Le Cinéma, comme la Religion, trouve son essence dans l’auditoire présent. Un auditoire fidèle et discipliné qui accepte de recevoir la Parole sans chercher la vraisemblance du récit. C’est sur cet aveuglement que fonctionne L’Odyssée de Pi (2012) d’Ang Lee qui montre au travers de sa beauté visuelle une présence divine. « Vous croirez en Dieu après que je vous ai raconté mon histoire » avertie même le narrateur. Ang Lee crée une symbiose entre le Céleste et le Terrestre par le biais d’une mer-miroir qui permet au récit de s’engouffrer dans les confins de l’imaginaire. Cependant notre intérêt se porte sur la première partie du film, c’est-à-dire sur les péripéties religieuses et formatrices du jeune Pi qui se conclue d’une manière cocasse: « Je suis un bouddhiste-musulman-chrétien ». De cet amalgame d’histoires religieuses sort des recoupements et des similitudes qui ancrent la Religion dans une logique de contes multiples. Ainsi, elle se place seulement au rang de croyance et non de vérité. Cette pensée est personnifiée à travers le rationalisme du Père qui prône une croyance en la Science. La Mère ne défend d’ailleurs que la Religion pour ce qu’elle apporte à l’imagerie de l’enfant : « C’est bon pour lui à son âge ». De son côté, Abel Ferrara réduit dans son film apocalyptique 4h44, Dernier jour sur terre (2012) la religion à la masse ne montrant non plus des figures humaines mais des ouailles regroupées dans les clôtures que forment les lieux saints. Le réalisateur américain dépeint une humanité qui ne voit dans la religion que le moyen d’assouvir sa soif d’immortalité et ne trouve donc là qu’une solution pour l’au-delà. Même ses personnages marginaux tombent dans les affres du spirituel s’enlaçant une dernière fois bordés par le serpent ancestral qui marque les confins du monde.
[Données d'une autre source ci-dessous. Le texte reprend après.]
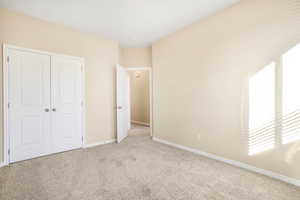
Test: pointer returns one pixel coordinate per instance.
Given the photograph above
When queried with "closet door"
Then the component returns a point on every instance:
(66, 108)
(29, 104)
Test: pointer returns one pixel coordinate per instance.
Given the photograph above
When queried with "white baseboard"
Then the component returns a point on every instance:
(2, 164)
(140, 123)
(99, 143)
(233, 162)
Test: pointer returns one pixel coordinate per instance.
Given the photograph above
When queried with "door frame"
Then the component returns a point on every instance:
(5, 106)
(149, 69)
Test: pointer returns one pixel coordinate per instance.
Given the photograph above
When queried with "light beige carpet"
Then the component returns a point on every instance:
(137, 169)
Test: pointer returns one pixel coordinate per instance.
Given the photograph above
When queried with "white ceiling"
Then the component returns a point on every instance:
(134, 23)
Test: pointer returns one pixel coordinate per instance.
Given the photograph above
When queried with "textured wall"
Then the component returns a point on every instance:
(200, 76)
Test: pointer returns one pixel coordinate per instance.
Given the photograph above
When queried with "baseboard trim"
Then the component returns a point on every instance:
(140, 123)
(99, 143)
(2, 164)
(233, 162)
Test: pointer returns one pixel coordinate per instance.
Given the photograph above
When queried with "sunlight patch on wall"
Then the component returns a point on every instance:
(262, 110)
(291, 95)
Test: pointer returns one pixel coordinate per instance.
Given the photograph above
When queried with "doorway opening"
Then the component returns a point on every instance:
(134, 102)
(139, 83)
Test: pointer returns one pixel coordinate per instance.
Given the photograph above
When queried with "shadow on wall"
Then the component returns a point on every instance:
(274, 104)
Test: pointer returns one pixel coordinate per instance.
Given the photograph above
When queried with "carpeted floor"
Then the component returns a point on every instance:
(136, 169)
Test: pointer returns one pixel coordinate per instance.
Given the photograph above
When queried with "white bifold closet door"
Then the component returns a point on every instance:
(66, 100)
(45, 111)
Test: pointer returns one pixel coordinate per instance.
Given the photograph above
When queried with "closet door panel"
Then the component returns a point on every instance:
(29, 99)
(66, 91)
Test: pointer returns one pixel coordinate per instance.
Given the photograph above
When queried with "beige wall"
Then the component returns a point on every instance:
(136, 57)
(140, 96)
(200, 76)
(100, 56)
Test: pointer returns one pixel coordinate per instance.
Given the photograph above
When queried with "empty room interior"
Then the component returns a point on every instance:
(150, 100)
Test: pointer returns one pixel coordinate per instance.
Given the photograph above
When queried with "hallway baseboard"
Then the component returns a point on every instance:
(99, 143)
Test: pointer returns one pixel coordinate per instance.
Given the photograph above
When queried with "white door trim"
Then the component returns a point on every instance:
(136, 68)
(5, 95)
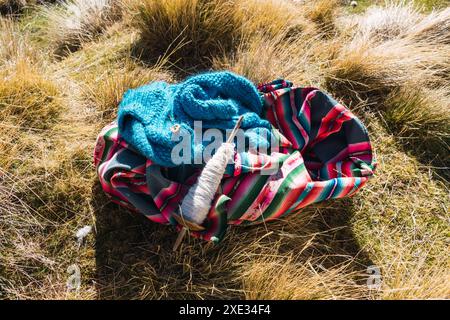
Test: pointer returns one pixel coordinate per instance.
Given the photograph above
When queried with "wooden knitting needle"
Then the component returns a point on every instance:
(188, 225)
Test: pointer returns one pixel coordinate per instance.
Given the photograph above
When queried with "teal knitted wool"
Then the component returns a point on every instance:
(147, 115)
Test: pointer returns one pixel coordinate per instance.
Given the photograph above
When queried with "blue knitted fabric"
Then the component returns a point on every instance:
(147, 114)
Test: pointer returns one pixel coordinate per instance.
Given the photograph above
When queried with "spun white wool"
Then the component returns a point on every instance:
(197, 202)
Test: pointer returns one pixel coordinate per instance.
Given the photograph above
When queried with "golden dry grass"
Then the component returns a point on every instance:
(393, 74)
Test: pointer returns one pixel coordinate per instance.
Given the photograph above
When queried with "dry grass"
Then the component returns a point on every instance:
(390, 65)
(75, 22)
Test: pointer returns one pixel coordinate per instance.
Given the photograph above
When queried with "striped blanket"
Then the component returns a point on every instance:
(324, 153)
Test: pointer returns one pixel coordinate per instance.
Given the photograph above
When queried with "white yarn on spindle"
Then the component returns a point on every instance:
(197, 202)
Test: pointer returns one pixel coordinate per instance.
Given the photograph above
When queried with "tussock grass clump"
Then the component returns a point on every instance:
(421, 119)
(323, 14)
(262, 59)
(27, 99)
(15, 45)
(74, 22)
(404, 235)
(188, 32)
(387, 22)
(280, 278)
(15, 6)
(271, 18)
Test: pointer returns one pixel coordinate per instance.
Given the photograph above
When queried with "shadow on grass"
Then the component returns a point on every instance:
(134, 258)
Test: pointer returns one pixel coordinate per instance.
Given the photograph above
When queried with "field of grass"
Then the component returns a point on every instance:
(64, 67)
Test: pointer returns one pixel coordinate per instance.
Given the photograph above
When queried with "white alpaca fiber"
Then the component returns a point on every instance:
(197, 202)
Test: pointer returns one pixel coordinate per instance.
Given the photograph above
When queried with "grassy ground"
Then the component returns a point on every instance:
(64, 67)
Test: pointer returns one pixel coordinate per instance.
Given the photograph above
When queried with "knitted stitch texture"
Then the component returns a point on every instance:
(147, 114)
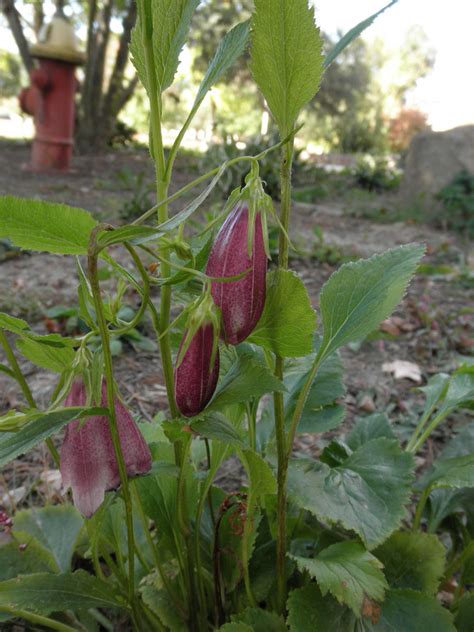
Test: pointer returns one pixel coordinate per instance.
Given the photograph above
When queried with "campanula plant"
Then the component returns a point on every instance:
(351, 541)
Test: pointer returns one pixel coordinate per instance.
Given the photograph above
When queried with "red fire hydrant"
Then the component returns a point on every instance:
(50, 98)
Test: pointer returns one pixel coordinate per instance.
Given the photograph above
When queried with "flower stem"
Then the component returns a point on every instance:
(20, 378)
(110, 388)
(285, 179)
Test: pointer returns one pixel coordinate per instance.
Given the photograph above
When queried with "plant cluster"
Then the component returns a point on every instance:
(152, 543)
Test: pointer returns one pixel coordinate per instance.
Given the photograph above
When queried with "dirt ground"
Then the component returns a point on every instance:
(432, 327)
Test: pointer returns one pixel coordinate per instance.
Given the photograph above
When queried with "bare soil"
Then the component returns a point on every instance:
(432, 327)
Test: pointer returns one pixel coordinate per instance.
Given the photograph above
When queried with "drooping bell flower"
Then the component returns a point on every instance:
(88, 463)
(240, 248)
(197, 365)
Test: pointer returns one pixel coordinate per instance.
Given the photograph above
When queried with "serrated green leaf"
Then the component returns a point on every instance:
(162, 605)
(47, 356)
(456, 473)
(216, 426)
(366, 494)
(465, 614)
(56, 528)
(286, 58)
(413, 560)
(15, 325)
(45, 593)
(38, 225)
(309, 611)
(247, 378)
(260, 620)
(286, 326)
(167, 29)
(412, 611)
(351, 35)
(259, 472)
(348, 572)
(360, 295)
(365, 429)
(230, 48)
(320, 412)
(34, 559)
(16, 443)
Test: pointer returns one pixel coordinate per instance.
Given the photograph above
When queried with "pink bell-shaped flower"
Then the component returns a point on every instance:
(88, 463)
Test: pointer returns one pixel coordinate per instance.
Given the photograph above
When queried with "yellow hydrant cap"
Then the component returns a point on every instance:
(57, 40)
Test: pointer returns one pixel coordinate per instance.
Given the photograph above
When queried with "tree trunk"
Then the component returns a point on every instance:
(100, 104)
(13, 17)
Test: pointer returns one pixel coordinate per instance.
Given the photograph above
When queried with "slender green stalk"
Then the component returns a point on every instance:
(187, 187)
(37, 619)
(154, 551)
(420, 507)
(20, 378)
(110, 387)
(285, 179)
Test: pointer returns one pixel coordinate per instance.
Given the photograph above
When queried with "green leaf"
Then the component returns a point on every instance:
(366, 494)
(309, 611)
(34, 559)
(166, 24)
(141, 234)
(412, 611)
(15, 325)
(365, 429)
(320, 412)
(455, 473)
(413, 560)
(286, 326)
(16, 443)
(162, 605)
(56, 528)
(360, 295)
(247, 378)
(286, 58)
(465, 614)
(48, 352)
(260, 620)
(217, 426)
(39, 225)
(348, 572)
(351, 35)
(230, 48)
(259, 472)
(45, 593)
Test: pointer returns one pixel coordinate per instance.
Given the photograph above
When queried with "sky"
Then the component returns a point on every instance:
(447, 94)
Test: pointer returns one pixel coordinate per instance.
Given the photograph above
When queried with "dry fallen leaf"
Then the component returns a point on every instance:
(402, 369)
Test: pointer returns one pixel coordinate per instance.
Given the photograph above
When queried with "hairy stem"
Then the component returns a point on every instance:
(109, 381)
(20, 378)
(285, 180)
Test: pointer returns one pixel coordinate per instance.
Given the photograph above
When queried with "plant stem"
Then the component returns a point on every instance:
(109, 383)
(37, 619)
(285, 180)
(20, 378)
(420, 507)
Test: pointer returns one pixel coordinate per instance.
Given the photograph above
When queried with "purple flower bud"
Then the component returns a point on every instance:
(195, 378)
(88, 463)
(241, 302)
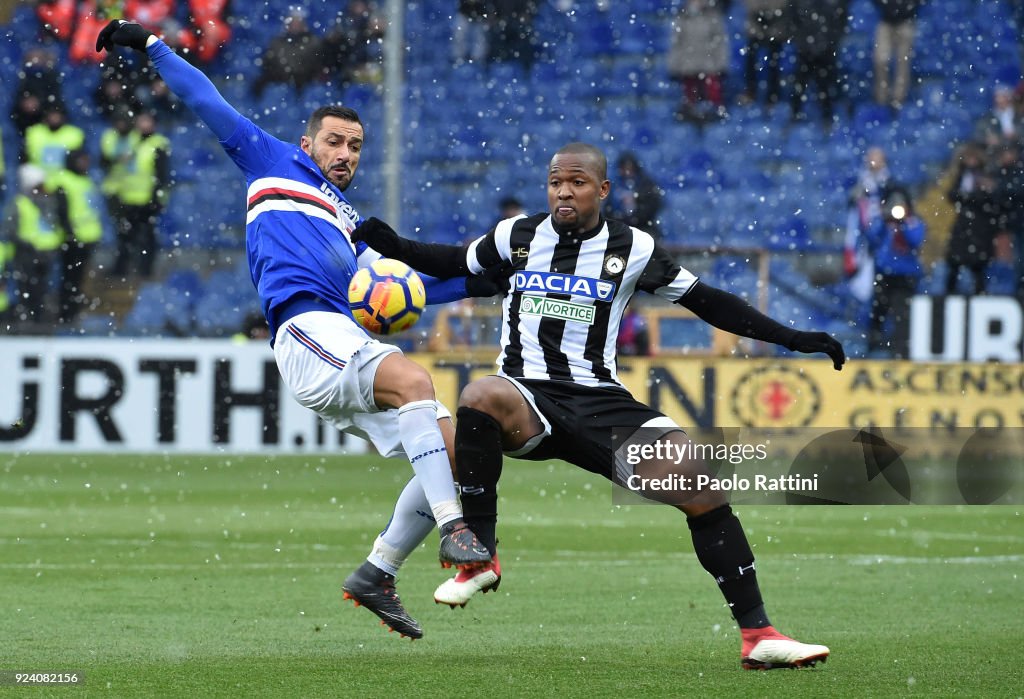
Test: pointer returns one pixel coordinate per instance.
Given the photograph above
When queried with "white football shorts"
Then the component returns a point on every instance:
(328, 361)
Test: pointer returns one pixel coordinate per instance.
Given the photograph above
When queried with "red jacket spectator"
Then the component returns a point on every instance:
(211, 27)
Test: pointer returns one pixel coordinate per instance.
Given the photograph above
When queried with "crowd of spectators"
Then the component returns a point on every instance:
(883, 253)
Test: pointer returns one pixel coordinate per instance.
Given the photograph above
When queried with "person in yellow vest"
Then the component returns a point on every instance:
(80, 218)
(117, 148)
(3, 171)
(48, 142)
(6, 258)
(143, 195)
(31, 222)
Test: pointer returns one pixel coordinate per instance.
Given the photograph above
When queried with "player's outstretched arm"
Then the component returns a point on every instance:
(728, 312)
(184, 80)
(435, 259)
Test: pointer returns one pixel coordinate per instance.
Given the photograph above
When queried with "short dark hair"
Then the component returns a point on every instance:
(344, 113)
(578, 148)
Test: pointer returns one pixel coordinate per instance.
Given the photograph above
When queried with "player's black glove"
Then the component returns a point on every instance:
(123, 33)
(492, 281)
(378, 235)
(809, 343)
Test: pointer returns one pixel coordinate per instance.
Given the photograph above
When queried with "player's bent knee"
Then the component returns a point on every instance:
(399, 381)
(487, 395)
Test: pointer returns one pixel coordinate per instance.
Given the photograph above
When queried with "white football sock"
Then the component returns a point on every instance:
(424, 445)
(410, 524)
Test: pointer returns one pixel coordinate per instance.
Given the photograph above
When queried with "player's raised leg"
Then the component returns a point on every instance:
(402, 384)
(722, 549)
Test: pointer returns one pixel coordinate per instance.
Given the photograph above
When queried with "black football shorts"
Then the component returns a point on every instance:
(580, 423)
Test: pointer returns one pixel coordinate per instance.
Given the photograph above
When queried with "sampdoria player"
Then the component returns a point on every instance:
(298, 227)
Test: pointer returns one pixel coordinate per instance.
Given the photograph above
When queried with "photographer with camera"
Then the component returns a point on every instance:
(894, 237)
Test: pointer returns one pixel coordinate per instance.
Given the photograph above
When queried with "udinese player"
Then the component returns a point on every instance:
(556, 394)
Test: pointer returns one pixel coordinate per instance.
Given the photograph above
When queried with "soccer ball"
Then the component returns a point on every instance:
(387, 297)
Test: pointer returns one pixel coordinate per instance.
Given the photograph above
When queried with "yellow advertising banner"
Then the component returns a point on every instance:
(794, 393)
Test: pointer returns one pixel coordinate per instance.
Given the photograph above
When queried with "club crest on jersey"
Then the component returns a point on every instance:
(614, 264)
(554, 282)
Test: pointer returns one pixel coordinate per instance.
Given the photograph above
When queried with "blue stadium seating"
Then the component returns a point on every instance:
(473, 134)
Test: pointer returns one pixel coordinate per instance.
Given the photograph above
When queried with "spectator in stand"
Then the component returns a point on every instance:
(32, 223)
(81, 222)
(1009, 195)
(894, 236)
(117, 150)
(634, 338)
(469, 33)
(865, 206)
(116, 90)
(48, 142)
(142, 198)
(294, 55)
(1004, 123)
(509, 207)
(352, 47)
(210, 24)
(767, 33)
(511, 32)
(57, 17)
(818, 28)
(698, 57)
(893, 48)
(977, 218)
(38, 88)
(635, 199)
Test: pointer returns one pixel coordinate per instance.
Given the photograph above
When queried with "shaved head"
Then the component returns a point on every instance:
(590, 153)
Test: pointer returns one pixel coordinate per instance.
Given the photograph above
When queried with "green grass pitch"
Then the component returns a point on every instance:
(208, 576)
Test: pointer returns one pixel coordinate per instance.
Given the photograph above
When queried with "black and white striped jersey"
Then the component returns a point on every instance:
(560, 318)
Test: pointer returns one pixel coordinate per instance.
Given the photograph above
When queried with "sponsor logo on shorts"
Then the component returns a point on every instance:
(552, 308)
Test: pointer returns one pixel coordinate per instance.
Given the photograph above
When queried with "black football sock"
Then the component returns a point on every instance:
(722, 549)
(478, 463)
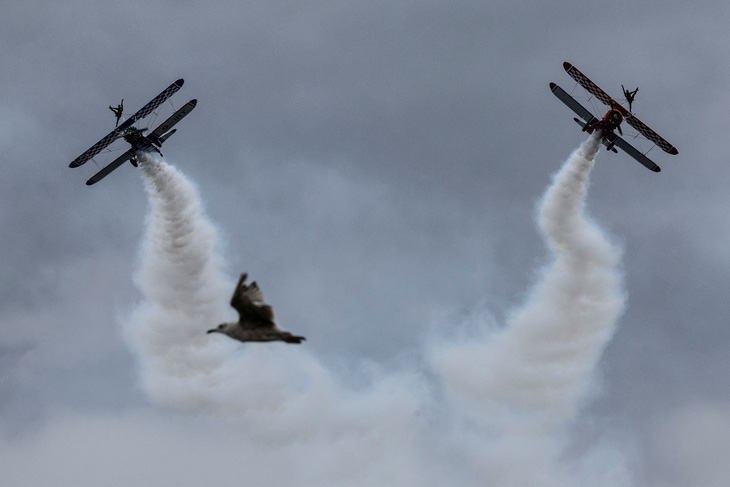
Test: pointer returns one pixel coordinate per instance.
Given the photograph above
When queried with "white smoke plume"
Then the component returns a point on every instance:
(507, 396)
(524, 383)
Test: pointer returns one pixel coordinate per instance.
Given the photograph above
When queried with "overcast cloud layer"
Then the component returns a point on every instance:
(376, 168)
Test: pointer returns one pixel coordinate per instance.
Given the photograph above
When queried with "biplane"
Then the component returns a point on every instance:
(135, 136)
(612, 120)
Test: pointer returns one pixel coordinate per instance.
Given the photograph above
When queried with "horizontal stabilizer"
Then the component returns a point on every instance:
(167, 135)
(117, 132)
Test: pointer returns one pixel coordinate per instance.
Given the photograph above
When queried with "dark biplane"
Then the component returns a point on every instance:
(611, 121)
(135, 136)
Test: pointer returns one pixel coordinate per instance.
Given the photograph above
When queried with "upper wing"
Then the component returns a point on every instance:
(590, 86)
(651, 135)
(571, 103)
(117, 132)
(154, 103)
(109, 168)
(174, 118)
(248, 300)
(96, 148)
(636, 154)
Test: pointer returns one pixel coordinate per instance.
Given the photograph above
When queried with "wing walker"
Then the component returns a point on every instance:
(612, 120)
(135, 136)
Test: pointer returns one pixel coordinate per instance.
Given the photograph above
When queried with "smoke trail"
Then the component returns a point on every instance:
(540, 365)
(520, 385)
(279, 393)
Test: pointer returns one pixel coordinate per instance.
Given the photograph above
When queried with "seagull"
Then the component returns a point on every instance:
(256, 318)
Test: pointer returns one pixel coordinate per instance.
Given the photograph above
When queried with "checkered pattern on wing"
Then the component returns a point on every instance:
(649, 133)
(96, 148)
(590, 86)
(156, 101)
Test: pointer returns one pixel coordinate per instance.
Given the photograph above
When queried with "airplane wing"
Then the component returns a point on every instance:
(174, 119)
(117, 132)
(572, 104)
(591, 87)
(636, 154)
(96, 148)
(109, 168)
(154, 103)
(651, 135)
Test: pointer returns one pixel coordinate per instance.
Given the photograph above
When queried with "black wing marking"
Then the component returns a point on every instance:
(651, 135)
(636, 154)
(117, 132)
(109, 168)
(572, 104)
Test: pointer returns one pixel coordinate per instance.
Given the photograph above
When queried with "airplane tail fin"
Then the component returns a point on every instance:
(163, 138)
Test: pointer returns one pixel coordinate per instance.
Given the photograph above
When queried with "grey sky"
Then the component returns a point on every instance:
(375, 167)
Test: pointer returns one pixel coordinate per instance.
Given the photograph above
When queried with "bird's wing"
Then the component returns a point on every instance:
(248, 300)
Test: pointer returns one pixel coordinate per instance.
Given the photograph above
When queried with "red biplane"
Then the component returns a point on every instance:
(611, 121)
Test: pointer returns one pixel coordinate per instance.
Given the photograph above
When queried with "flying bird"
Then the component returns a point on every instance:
(256, 318)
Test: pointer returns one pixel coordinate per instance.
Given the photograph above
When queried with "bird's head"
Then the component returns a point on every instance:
(220, 329)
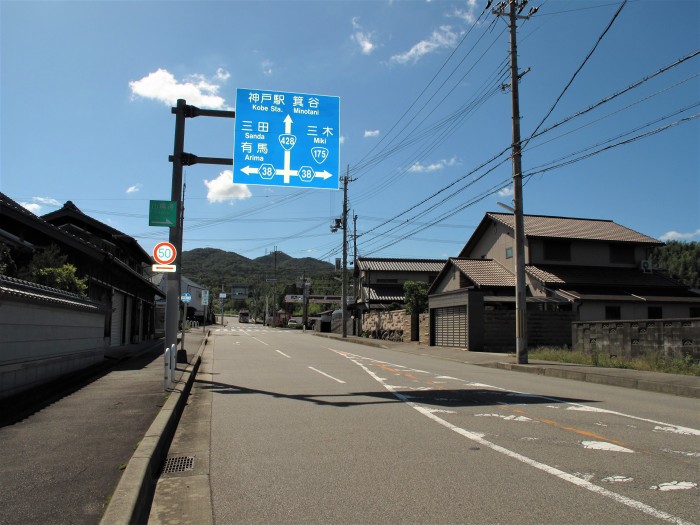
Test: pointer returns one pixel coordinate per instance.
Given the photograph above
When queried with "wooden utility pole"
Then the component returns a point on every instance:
(514, 10)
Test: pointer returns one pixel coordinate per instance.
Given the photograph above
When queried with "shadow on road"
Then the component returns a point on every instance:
(462, 397)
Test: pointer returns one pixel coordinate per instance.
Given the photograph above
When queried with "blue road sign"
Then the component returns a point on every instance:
(286, 139)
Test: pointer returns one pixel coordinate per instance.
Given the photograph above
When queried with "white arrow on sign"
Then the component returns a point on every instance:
(286, 171)
(248, 170)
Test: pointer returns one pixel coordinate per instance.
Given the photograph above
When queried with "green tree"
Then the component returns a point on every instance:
(49, 267)
(416, 299)
(7, 263)
(62, 278)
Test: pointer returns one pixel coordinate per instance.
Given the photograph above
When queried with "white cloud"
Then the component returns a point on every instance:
(506, 192)
(363, 39)
(222, 74)
(266, 66)
(162, 85)
(677, 236)
(37, 203)
(435, 166)
(468, 14)
(46, 201)
(32, 207)
(223, 189)
(443, 37)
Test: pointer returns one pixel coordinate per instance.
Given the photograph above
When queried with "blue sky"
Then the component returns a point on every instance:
(424, 124)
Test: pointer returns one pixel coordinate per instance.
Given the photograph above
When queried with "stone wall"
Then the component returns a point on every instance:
(378, 321)
(672, 337)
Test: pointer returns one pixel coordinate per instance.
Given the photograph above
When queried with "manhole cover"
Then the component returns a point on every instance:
(178, 464)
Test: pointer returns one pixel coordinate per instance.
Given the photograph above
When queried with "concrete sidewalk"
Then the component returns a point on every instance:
(65, 445)
(676, 384)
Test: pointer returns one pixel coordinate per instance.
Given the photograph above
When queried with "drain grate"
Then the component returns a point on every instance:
(178, 464)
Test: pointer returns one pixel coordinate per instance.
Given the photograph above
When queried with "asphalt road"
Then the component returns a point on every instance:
(311, 430)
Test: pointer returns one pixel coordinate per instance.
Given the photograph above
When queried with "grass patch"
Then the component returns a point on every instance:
(651, 363)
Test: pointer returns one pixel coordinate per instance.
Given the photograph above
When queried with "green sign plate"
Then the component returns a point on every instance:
(162, 213)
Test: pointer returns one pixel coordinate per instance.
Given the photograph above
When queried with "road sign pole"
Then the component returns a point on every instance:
(172, 297)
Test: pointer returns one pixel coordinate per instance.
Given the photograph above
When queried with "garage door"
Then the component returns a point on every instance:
(117, 319)
(450, 325)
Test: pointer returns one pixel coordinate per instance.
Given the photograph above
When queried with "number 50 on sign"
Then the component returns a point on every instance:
(164, 253)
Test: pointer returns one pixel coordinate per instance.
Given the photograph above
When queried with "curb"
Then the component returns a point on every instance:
(131, 501)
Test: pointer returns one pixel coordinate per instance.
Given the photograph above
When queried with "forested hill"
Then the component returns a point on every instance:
(213, 267)
(680, 260)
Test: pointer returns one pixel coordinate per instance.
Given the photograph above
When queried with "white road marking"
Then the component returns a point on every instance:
(506, 418)
(676, 430)
(324, 374)
(682, 453)
(618, 479)
(670, 427)
(675, 485)
(565, 476)
(604, 445)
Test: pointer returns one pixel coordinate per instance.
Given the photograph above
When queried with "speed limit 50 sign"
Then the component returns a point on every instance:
(164, 253)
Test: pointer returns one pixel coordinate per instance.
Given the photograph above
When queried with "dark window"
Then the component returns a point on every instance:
(622, 254)
(654, 312)
(557, 251)
(612, 312)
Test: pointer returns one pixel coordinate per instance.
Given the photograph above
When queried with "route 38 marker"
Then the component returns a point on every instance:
(286, 139)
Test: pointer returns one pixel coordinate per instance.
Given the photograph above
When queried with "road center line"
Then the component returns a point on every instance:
(634, 504)
(324, 374)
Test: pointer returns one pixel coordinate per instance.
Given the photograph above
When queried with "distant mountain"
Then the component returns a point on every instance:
(212, 267)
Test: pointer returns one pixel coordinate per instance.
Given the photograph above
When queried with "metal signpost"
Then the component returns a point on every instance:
(286, 139)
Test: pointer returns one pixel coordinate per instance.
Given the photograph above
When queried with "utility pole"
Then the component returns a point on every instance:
(172, 295)
(180, 158)
(344, 307)
(515, 8)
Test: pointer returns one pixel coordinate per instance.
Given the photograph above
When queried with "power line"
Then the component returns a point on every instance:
(578, 70)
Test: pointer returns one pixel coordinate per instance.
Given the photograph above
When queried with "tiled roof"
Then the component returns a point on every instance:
(484, 272)
(560, 276)
(400, 265)
(384, 294)
(571, 228)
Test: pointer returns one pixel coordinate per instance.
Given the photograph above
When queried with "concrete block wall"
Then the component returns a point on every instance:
(631, 338)
(42, 340)
(543, 329)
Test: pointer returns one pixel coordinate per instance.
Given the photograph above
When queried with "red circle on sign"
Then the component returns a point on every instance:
(164, 253)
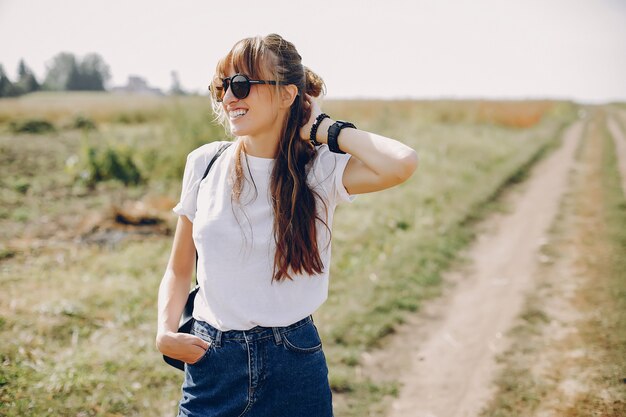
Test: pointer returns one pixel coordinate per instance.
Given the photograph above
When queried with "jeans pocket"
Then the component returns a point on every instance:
(304, 339)
(202, 335)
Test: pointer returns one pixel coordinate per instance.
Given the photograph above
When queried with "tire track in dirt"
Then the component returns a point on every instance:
(451, 372)
(620, 148)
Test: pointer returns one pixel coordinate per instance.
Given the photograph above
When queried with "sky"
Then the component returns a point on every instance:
(391, 49)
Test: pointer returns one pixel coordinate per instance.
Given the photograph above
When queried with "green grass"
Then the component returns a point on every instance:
(592, 228)
(78, 322)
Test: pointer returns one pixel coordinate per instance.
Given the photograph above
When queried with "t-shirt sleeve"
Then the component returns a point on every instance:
(197, 161)
(328, 173)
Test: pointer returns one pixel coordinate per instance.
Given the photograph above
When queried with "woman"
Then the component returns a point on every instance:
(261, 222)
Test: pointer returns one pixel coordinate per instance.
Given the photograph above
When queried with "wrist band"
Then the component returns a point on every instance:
(333, 133)
(316, 124)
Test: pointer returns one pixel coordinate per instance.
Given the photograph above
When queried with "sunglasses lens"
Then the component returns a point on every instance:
(240, 86)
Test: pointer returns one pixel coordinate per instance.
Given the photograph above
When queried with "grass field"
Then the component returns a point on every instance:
(77, 321)
(568, 349)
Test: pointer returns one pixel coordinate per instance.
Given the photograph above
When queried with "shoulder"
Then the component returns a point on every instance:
(200, 157)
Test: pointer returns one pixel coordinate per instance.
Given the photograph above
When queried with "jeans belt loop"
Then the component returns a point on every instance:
(277, 335)
(218, 339)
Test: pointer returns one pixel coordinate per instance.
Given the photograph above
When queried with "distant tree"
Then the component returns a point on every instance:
(27, 82)
(65, 72)
(59, 70)
(7, 89)
(94, 72)
(176, 89)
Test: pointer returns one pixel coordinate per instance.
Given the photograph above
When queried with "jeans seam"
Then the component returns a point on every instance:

4h44, Dernier jour sur Terre - Abel Ferrara

4h44, Dernier jour sur terre, Abel Ferrara (Etats-Unis, 2012)

De la puissance coercitive de la Religion, Rachid Djaïdani tire une histoire d’amour maudite entre un chrétien noir et une musulmane par une religion castratrice et dominante. Le problème n’est plus la croyance mais le sectarisme qui en découle dans nos sociétés. Rengaine (2012) est donc le symbole de ce communautarisme extrême qui empêche l’émergence d’une culture multi-ethnique à l’identité propre. Il tourne alors en dérision la rengaine française : Liberté, Egalité, Fraternité. Cristian Mungiu (Au-Delà des Collines, 2012) s’insurge aussi de voir une Orthodoxie dictatoriale et réfractaire bloquer la quête de rationalité de son pays, la Roumanie. Si le village aux allures de vestiges médiévaux est « au-delà des collines », c’est pour mieux montrer que la Religion ne doit plus faire partie de la vie civique. Elle est attachée à l’obscurantisme passé faisant des protagonistes les véritables martyres. L’aberration saisit le spectateur lorsqu’un médecin propose de soigner une malade non pas par la médecine mais par la lecture de psaumes. Mungiu clôt son film sur la mise en accusation d’un Religion trop souvent blanchie. Une scène du long-métrage Les Hauts du Hurlevent (2012) d’Andrea Arnold fait d’ailleurs un intéressant rapprochement entre la Religion et l’esclavage. Modifiant l’histoire en faisant d’Heatcliff un jeune noir probablement ancien esclave, la réalisatrice britannique montre la violence par laquelle la religion s’impose dans la vie des hommes. Ce baptême forcé lors duquel Heatcliff est violemment pris par le cou, plongé et maintenu dans l’eau bénite fait alors échos à ses précédentes tortures. La Religion n’est souvent pas un choix volontaire mais le fruit d’une socialisation dans le domaine privé. Les membres spirituels contraignent alors à la croyance et place sous le drapeau de la religion de nombreuses exactions : les croisades évangélistes, massacres orchestrés pour et par la Religion.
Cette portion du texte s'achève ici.